The Idea That Changes Everything
Many developers and entrepreneurs spend weeks or months looking for the idea that is going to change everything. Ideas are worth nothing. Execution is everything. Take Bear as an example. It directly competes with a slew of other applications that manage your notes, including Evernote, the behemoth in the space.
Ideas are worth nothing. Execution is everything.
And yet, Bear is quickly becoming a success. It was even among the best applications of 2016. The idea of Bear isn't unique, but the execution is amazingly well done. Shiny Frog focused on the essence and poured their ideas into a fresh user interface. The result is a beautifully crafted application for iOS and macOS.

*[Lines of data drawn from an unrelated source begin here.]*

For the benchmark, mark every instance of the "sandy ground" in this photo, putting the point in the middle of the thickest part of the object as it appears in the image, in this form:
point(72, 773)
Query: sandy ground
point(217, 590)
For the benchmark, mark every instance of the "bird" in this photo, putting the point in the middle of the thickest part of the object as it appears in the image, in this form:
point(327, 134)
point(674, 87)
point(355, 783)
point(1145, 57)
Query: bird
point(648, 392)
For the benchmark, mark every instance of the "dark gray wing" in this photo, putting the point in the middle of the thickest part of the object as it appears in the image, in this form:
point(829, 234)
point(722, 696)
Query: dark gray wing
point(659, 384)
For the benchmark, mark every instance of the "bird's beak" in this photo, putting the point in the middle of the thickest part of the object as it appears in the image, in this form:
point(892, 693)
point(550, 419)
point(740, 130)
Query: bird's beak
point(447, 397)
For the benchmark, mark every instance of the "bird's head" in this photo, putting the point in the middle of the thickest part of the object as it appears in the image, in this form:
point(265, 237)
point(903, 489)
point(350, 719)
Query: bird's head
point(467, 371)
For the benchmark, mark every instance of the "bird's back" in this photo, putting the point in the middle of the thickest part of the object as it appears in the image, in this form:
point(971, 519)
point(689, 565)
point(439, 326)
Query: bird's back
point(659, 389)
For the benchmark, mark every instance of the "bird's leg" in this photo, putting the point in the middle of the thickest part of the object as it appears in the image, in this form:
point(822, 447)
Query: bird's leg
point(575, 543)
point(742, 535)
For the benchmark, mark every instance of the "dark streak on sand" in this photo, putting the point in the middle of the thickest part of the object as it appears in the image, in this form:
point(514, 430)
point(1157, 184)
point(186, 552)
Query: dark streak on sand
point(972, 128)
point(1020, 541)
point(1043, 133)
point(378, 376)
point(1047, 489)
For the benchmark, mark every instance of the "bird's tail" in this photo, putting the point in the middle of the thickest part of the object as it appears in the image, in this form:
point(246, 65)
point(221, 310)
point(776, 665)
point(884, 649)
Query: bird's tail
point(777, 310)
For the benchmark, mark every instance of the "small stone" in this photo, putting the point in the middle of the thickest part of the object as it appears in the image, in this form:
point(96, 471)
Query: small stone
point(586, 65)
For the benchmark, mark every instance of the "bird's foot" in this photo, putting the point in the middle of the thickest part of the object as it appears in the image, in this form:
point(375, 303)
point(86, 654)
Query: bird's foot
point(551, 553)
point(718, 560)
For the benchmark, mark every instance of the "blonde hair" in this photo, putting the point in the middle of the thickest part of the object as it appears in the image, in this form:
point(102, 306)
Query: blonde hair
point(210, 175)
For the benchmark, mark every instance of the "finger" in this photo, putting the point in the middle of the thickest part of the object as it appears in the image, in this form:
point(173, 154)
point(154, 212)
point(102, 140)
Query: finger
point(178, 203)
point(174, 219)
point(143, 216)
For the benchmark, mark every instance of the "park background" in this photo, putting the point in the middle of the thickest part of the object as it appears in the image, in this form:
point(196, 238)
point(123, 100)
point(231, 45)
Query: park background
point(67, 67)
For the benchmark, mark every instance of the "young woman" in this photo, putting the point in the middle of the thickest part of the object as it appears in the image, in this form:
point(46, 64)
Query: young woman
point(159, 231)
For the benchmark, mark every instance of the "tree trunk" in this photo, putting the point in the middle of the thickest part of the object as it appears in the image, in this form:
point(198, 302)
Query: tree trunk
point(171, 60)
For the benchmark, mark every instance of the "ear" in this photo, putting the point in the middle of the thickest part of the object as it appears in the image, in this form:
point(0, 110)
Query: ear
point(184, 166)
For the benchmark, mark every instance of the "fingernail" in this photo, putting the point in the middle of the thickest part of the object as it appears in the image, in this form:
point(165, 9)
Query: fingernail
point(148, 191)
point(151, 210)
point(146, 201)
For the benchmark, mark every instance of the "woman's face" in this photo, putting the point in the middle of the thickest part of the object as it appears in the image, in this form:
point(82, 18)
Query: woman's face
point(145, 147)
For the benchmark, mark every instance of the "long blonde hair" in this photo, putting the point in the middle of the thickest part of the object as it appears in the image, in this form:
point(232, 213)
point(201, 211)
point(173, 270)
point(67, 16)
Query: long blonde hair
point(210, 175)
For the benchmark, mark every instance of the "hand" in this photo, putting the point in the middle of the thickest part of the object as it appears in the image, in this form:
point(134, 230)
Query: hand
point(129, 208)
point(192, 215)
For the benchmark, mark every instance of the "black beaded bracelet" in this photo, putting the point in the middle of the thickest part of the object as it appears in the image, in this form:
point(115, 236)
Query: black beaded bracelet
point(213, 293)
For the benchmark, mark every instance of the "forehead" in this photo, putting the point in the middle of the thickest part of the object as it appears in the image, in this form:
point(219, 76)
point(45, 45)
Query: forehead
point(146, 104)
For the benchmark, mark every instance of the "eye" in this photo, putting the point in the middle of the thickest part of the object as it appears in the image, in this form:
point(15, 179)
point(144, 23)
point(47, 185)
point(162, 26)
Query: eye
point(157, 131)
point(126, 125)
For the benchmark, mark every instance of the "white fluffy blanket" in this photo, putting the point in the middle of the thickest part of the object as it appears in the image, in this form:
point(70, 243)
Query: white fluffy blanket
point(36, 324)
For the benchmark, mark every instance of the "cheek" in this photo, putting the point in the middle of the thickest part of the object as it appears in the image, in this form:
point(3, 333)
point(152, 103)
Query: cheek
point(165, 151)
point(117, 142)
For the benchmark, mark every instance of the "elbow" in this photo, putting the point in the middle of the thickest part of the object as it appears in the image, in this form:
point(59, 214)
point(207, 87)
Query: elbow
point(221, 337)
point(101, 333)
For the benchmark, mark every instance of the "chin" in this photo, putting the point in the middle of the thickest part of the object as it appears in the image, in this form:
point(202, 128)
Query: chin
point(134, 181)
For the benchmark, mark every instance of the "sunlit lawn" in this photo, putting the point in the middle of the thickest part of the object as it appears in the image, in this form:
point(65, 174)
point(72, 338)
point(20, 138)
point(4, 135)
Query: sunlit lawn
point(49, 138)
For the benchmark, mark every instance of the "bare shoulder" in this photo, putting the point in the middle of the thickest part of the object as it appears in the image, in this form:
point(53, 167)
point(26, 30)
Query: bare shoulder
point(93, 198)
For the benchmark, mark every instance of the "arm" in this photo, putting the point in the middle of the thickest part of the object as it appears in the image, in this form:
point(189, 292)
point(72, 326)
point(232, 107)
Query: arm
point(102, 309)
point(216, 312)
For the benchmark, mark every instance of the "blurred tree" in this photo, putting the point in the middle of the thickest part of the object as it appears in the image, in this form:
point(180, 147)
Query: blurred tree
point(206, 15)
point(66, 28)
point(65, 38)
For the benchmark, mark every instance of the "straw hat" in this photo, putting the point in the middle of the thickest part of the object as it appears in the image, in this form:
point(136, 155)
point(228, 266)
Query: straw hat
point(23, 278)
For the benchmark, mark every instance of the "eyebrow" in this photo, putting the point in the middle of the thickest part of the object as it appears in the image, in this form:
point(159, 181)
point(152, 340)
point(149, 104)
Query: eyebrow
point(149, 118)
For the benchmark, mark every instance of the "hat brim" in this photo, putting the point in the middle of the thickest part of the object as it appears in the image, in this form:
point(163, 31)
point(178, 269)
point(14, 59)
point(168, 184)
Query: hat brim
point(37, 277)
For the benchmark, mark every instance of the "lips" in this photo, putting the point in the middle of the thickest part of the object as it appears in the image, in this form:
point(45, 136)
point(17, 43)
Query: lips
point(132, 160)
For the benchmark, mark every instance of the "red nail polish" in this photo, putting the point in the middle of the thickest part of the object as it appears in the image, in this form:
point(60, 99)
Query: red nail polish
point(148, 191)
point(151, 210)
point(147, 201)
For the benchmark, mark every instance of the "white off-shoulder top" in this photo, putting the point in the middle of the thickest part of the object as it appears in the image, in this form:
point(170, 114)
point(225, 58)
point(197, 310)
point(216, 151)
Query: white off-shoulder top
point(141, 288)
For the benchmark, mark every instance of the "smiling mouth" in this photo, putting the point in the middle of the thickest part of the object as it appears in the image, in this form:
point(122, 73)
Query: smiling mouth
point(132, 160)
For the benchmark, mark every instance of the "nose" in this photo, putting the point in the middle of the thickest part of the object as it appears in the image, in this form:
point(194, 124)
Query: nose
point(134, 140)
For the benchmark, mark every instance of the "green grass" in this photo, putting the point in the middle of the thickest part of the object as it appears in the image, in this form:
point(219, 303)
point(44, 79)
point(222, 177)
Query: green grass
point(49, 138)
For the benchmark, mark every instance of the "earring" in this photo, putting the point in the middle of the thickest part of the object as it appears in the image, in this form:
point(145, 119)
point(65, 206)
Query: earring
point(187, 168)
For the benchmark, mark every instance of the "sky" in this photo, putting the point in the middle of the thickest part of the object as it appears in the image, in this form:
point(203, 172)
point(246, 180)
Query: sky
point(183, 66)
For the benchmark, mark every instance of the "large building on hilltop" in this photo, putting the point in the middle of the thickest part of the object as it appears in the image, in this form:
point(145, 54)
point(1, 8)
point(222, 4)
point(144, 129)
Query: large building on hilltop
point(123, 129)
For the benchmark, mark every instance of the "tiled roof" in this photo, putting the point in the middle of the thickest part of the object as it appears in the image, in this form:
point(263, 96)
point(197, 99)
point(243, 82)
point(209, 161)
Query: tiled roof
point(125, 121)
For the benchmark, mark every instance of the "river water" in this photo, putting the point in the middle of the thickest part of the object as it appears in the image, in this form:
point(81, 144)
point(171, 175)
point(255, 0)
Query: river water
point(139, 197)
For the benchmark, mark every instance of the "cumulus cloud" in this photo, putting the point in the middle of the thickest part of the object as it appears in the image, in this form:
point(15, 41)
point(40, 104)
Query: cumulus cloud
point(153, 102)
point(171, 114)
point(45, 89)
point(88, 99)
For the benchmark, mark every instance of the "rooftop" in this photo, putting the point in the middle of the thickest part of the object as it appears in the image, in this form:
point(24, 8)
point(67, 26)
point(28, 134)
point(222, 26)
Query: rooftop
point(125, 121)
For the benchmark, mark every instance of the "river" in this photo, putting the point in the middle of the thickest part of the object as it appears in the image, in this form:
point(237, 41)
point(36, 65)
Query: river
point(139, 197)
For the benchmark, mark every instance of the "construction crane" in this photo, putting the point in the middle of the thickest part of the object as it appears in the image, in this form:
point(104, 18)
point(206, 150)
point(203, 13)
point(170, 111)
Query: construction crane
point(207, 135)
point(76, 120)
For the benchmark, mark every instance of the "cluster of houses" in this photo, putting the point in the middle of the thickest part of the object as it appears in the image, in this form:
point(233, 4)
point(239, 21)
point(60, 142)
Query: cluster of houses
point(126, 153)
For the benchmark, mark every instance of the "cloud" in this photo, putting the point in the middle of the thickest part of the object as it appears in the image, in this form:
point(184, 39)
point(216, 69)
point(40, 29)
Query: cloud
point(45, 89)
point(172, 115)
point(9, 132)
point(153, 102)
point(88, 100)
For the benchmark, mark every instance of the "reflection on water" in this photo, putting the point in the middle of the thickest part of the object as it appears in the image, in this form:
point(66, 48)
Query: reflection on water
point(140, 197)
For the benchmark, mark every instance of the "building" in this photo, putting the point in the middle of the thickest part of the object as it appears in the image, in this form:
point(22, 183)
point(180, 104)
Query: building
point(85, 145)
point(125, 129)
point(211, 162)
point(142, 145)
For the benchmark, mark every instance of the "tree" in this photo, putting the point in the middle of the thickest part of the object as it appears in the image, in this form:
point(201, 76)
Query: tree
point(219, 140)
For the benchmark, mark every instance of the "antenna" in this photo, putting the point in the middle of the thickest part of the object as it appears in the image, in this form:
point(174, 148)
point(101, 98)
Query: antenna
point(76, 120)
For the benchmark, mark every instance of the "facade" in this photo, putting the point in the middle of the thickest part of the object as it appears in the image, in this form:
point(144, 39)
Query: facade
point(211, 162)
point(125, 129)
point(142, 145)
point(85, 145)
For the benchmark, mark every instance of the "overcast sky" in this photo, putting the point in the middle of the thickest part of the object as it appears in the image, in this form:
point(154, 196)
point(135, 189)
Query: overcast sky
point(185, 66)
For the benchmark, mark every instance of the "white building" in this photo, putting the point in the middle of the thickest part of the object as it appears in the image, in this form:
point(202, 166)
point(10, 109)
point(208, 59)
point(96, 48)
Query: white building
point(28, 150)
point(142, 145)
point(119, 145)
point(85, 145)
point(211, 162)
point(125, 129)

Don't waste your time looking for the perfect idea. Pick a problem that resonates with your interests and that people are willing to pay for. Once you have your idea, it is time to execute.
Execution is the name of the game. But that doesn't mean you need to spend a year building the first version of your product. Start with a minimal feature set. I usually advise clients and developers to focus on a single feature and craft it into perfection.
Few applications win the hearts of customers because of a long list of features. Most successful mobile applications are focused. They stand out because they do one thing very, very well. Marco Arment's Overcast is a fine example. Marco knows how to build software and it shows. Overcast is an opinionated podcast player that does one thing very well, playing podcasts.
The current version has an impressive list of features, but the application started its life with a minimal feature set. Streaming, for example, didn't make it into the first version even though it was a must-have feature for many podcast enthusiasts. Overcast started its life with a small set of features and evolved into what it is today.
Not everyone is going to like your application and that is fine. In fact, if nobody dislikes your application, you may have a problem. You can't afford to create a product that drowns in mediocracy. Applications that stand out are opinionated. They do something their way and that is why they have a loyal user base. Samsara, for example, is a minimalist meditation and yoga timer. It isn't the most popular application in the App Store, but the people that use Samsara love it. It is opinionated.
What Is Stopping You
Most of us take a short break to spend time with friends and family during the holidays. But this time of year is also great to kickstart a new project. Why don't you take the free time to execute on the idea that has been in the back of your mind for the past year. What is stopping you?